L’idéologie, qui totalise le monde dans l’esprit, endosse aux yeux de l’idéologue le costume du D.ieu éternel (sans en avoir la puissance et les attributs évidemment). Le Juif de gauche, pour se dissimuler qu’il est esclave, qu’il est rendu à l’esclavage, se taille une idole.
C'est donc sans surprise que nous retrouverons le profil  du « juif de gauche » parmi toutes les idéologies du XX° siècle:  communisme, tiers-mondisme, anti-racisme, et même, depuis peu, à nouveau, libéralisme (les idéologues libéraux les plus farouches ont généralement commencé leur itinéraire à gauche).

C’est sans surprise que nous retrouverons, à chaque fois, le même schéma : manichéisme simplificateur, peuple élu de substitution, messianisme séculier.
Le Juif de gauche, tel que je viens de le définir, c’est l’aboutissement d’une décadence commencée il y a plus de 2000 ans. L’aboutissement de la décadence, c’est à dire l'infini moins l’unité, le D.ieu sans divinité, le peuple sans le peuple, le messianisme sans messie, et pour finir le Juif sans le juif.
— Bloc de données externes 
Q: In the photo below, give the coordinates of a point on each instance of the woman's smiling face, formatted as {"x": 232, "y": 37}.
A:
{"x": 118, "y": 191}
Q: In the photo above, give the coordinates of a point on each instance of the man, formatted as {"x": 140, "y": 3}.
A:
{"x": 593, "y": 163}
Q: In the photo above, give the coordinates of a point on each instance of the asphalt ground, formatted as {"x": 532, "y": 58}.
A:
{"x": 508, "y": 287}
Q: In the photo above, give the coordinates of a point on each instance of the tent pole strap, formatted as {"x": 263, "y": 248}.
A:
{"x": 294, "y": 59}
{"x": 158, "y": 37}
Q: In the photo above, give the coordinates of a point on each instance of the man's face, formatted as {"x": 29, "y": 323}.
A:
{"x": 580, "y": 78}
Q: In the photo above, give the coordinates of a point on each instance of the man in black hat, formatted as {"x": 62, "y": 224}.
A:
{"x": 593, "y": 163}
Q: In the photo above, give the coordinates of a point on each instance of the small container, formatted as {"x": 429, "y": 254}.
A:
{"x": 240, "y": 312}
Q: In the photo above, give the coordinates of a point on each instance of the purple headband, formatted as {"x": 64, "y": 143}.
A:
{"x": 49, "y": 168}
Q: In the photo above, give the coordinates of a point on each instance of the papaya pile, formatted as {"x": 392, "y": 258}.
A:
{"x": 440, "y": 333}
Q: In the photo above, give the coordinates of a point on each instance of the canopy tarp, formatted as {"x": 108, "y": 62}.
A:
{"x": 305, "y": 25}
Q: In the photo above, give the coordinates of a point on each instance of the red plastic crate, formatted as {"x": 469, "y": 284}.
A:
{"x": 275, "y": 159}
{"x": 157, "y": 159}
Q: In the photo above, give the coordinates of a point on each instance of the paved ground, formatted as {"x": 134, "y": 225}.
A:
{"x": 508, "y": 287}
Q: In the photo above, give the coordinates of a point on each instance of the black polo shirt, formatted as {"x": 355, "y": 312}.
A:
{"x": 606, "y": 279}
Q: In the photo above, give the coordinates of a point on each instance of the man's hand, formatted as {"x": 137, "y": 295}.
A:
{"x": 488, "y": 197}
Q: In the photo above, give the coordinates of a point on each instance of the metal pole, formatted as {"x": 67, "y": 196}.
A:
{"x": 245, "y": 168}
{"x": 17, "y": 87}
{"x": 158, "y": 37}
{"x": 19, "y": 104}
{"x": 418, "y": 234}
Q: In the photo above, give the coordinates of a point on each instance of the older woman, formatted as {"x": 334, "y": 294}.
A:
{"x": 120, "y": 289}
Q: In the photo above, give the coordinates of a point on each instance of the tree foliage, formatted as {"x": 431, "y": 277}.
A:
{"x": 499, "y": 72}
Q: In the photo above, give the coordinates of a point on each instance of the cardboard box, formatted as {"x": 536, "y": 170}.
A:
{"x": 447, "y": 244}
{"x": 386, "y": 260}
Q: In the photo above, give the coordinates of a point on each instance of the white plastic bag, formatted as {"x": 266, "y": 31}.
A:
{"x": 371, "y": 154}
La vérité se transforme en mensonge, la liberté en esclavage et « les lendemains qui chantent » en goulag.
A vrai dire, nous le connaissons ce juif de gauche, depuis 3000 ans
Il était présent au Sinaï, il adorait le veau d'or.

Aujourd'hui il traine sur les plateaux de télévision, nous invitant à adorer d'autres veaux…
Il se croit moderne, mais il est profondément archaïque.
A un point qu’il n’imagine pas lui-même, d’ailleurs.